You’ll recognise it immediately. Revolving in a room of its own, Mark Wallinger’s ‘Superego’ is a dead ringer for the New Scotland Yard sign. Wallinger has stripped the triangular form of words and mirrored it so that, spinning above your head, it reflects fragments of the gallery in an endless cubist dance. It’s mesmerising but also a little terrifying – too high to allow you to catch a glimpse of yourself, it feels aloof, imposing and alienating. Like the Met itself, you might say, or glitzy contemporary art.

In this show, his first with the mighty commercial gallery Hauser & Wirth, Wallinger is examining Freudian concepts of id, ego and superego, which might make you want to go for a lie down in a darkened room. What this boils down to, though, is a sustained, amused and amusing look at how we feel about ourselves, fit in, define and defend our freedoms, or toe the line. 

The ‘Superego’ half of the show riffs on ideas of control. In true Wallinger fashion, it quickly spins off from personal recollections and anecdotes to ponder the Big Questions. For example, the video work ‘Orrery’ comprises a series of apparently endless loops of the Fullwell Cross roundabout, where Wallinger learned to drive in his native Essex. Round and round he goes. Yet Wallinger quickly manages to get you thinking about the Festival of Britain, the cycle of life, our tiny planet orbiting in space and different meanings of the word ‘revolution’ while gliding past Barkingside buses and vans.

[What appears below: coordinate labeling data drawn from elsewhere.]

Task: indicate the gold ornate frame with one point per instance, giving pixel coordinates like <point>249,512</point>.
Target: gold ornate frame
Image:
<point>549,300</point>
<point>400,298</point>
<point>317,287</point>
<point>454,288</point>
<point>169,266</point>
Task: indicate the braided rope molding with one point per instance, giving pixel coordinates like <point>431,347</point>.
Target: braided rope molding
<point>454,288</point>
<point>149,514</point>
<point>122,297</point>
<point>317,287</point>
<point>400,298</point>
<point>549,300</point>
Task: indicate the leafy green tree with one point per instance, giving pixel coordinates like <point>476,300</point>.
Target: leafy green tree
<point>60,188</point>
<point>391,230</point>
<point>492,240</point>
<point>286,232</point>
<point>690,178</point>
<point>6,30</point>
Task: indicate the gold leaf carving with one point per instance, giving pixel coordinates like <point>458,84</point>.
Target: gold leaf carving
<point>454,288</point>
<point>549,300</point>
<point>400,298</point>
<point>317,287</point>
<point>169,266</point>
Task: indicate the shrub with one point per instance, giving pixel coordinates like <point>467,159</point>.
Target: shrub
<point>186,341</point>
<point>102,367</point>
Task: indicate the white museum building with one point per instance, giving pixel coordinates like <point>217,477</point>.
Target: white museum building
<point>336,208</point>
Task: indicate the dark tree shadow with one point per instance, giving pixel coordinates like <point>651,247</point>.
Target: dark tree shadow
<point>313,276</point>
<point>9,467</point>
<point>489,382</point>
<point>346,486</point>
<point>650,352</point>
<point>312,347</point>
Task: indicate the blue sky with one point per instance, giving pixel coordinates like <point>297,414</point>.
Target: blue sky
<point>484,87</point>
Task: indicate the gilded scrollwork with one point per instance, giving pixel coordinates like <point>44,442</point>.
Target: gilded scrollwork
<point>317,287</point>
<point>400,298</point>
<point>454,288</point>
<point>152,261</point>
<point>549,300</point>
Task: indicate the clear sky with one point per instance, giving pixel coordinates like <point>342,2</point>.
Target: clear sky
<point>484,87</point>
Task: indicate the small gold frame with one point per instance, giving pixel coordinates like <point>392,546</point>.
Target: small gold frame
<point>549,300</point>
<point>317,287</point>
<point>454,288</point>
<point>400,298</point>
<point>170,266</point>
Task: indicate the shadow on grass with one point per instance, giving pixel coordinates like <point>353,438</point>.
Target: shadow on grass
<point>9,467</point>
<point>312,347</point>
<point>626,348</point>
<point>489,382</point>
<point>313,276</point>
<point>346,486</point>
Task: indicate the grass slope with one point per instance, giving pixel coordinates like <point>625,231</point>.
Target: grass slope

The other half looks at disorder. Taking painting right back to its shit-smearing beginnings, Wallinger has lined the walls with vast finger paintings as wide as the artist’s six-foot reach and twice as high. Each is a Rorschach-style image that invites you to see whatever you see. Free will, right? Except, aren’t those faces and figures in the paint just reflections of your hang-ups and desires? And who’s responsible for those? Freud would point the finger squarely at your parents and their parents before them. Wallinger, meanwhile, is in complete command of his disquieting, provocative art.